Stress and Depression

Symptoms of ADHD can also mirror symptoms of stress or depression, so when considering the possibility of ADHD, think about the length and potential cause of your symptoms. If you recently encountered issues at work or in your social life, your symptoms may be a temporary manifestation of a specific stressor. But if these symptoms were present before a stressful period began, they may be signs of ADHD.

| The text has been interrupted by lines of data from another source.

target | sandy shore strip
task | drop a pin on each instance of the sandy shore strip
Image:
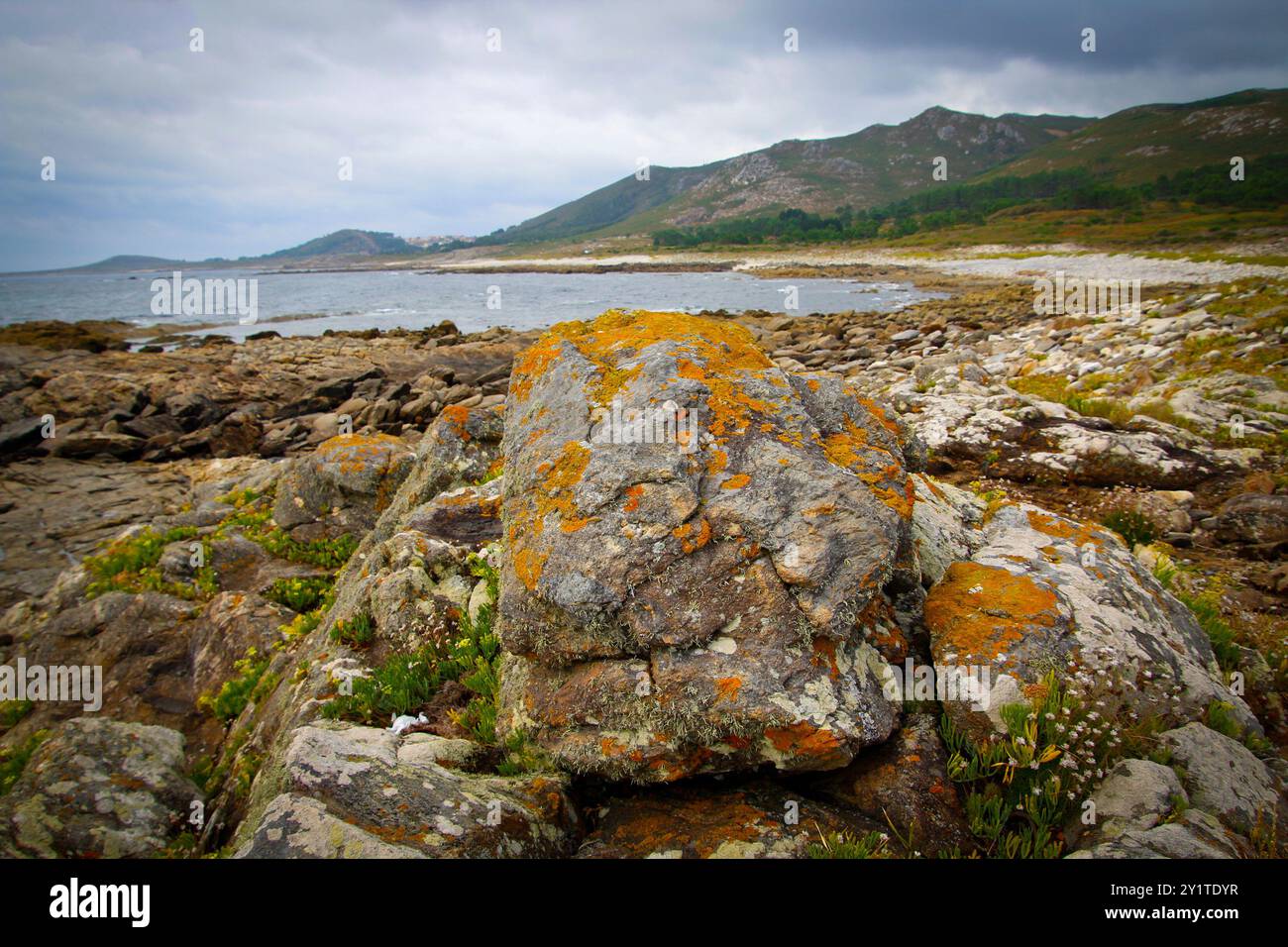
(993, 262)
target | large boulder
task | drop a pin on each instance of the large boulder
(1225, 779)
(1044, 592)
(365, 792)
(99, 789)
(692, 540)
(344, 483)
(692, 819)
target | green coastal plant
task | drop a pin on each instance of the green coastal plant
(404, 684)
(249, 684)
(130, 565)
(1134, 527)
(844, 845)
(1020, 788)
(13, 759)
(357, 631)
(300, 594)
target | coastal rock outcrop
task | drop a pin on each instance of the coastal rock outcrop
(692, 540)
(99, 789)
(1044, 592)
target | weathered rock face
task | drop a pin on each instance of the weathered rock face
(98, 789)
(1225, 780)
(692, 539)
(755, 819)
(344, 484)
(905, 783)
(365, 792)
(1043, 591)
(1256, 519)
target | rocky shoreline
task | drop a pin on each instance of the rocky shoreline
(621, 650)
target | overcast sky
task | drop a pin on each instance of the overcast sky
(235, 151)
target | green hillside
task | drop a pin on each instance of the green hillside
(1137, 145)
(871, 166)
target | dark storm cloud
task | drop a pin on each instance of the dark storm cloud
(235, 150)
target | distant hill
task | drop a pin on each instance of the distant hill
(876, 165)
(125, 263)
(348, 243)
(1137, 145)
(334, 248)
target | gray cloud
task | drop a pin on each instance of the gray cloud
(235, 150)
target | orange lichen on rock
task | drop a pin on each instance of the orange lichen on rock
(804, 738)
(726, 689)
(932, 487)
(729, 405)
(527, 566)
(691, 541)
(982, 611)
(634, 495)
(559, 478)
(879, 412)
(824, 655)
(458, 416)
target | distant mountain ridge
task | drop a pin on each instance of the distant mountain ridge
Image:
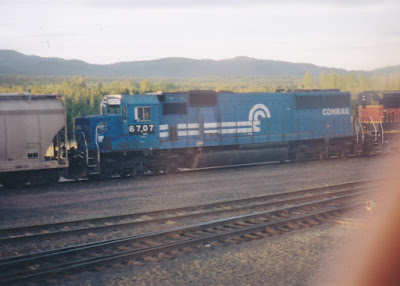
(15, 63)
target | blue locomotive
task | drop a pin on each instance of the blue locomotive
(161, 132)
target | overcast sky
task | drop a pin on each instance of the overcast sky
(350, 34)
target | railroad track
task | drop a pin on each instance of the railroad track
(115, 223)
(168, 243)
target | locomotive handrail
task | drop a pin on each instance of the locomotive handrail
(376, 132)
(362, 131)
(86, 148)
(97, 144)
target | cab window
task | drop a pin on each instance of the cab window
(113, 109)
(142, 114)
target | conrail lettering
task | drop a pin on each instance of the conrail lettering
(335, 111)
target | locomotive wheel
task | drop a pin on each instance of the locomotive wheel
(300, 153)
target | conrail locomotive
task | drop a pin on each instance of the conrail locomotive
(162, 132)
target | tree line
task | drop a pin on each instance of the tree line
(83, 95)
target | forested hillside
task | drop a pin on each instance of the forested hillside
(83, 95)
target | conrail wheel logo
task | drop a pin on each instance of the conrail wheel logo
(257, 112)
(335, 111)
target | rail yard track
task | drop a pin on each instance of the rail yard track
(42, 231)
(265, 216)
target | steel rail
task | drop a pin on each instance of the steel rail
(149, 237)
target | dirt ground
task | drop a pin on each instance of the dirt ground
(294, 258)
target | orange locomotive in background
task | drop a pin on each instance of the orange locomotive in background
(379, 115)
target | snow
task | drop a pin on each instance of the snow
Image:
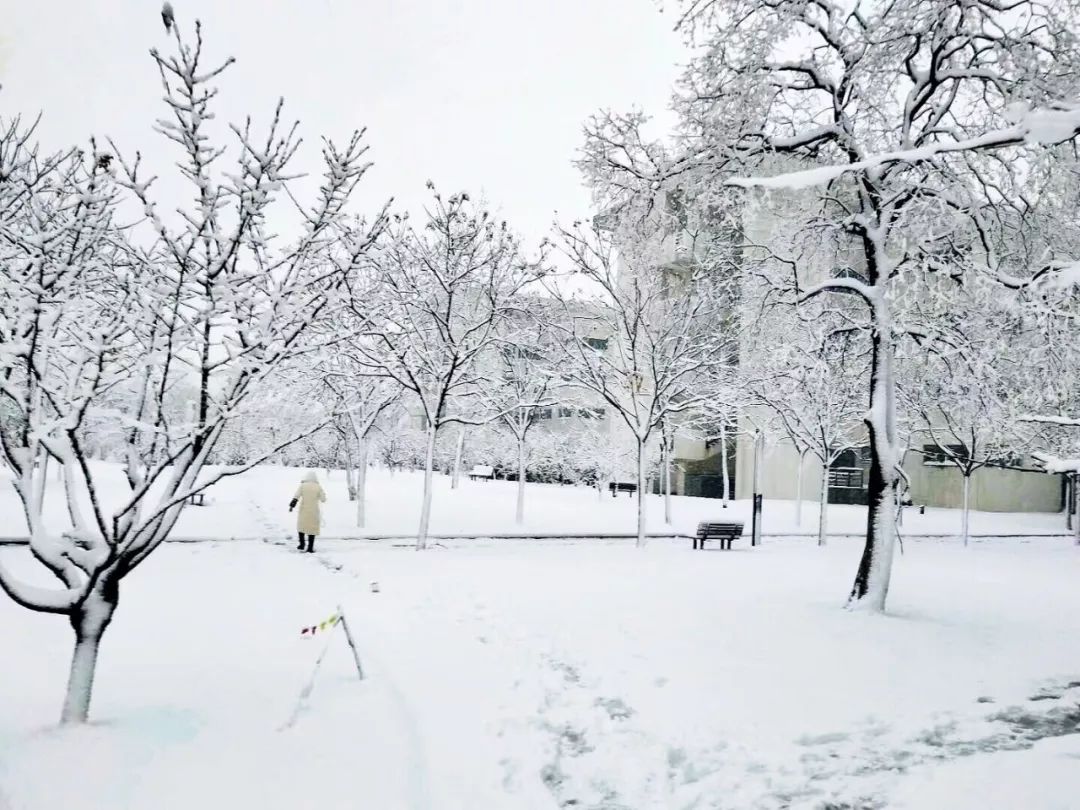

Depression is not merely sadness, but a perpetual and inexplicable feeling of helplessness. If you have experienced a tragic event, such as a death in the family, feelings of sadness and helplessness are likely not symptoms of ADHD. But if you have a lingering feeling of sadness, you should talk to a doctor about ADHD and other serious mental disorders.

When to Get Help

If you suspect that you or your child suffers from ADHD, it is important to seek help early. Because ADHD symptoms may mask another medical condition, seeing a physician is crucial. A physician can order tests to rule out an alternative diagnosis, and if ADHD is identified, prescribe appropriate medication and refer you to a psychiatrist who can help you cope with your disorder.

The symptoms of ADHD can be detrimental to your job, relationships, and social life; the sooner you recognize your disorder, the sooner you can begin to manage it. ADHD requires medication, therapy, and monitored guidance. There are steps you can take individually to improve your symptoms, but you must also work with a professional to see consistent results. 

If you believe you may suffer from ADHD, make an appointment to see your doctor. Be sure to come prepared with a list of symptoms and questions and an open mind. If you or your child has ADHD, observe and track the symptoms so you can give your doctor as much information as possible.